I have been very impressed by a large plant growing out of what little ground there is at the bottom of a lamp post, on Chessington Road, somewhere on the south-east-bound carriageway between Ruxley Lane and Horton Lane. A plant which I come across from time to time, and I am sure I have seen one or two over the years in the big herbaceous border at Polesden Lacey. Good that the council shearers, who have clearly been busy on the other side of the road, did not find it necessary to chop it down.
However, I don't know what it is called and neither did BH, although she offered to take a look in her books. I asked Google Image and his first thought was that it was a street. I then cropped the image and his second thought was that it was a plant, possibly evening primrose. Not very clever either.

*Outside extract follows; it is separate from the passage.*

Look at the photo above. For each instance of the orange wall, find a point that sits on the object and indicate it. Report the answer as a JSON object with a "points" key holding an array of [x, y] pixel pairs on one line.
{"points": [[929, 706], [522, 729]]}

But in among his similar images, we turned up the right answer, Verbascum Thapsus or common mullein - which also has plenty of other names, some rude, some whimsical. Wikipedia says that the Thapsus bit comes from Linneaus, who took it, for some reason, from the ancient Greek place in Sicily, not to be confused with the other ancient place in Tunisia where Julius Caesar fought and won an important battle in his civil war.
Wikipedia also suggests that these plants likes plenty of light, appropriate given the position of this one. And maybe if I had included a bit more of the lamp post in the snap, Google Image would have said lamp post rather than street.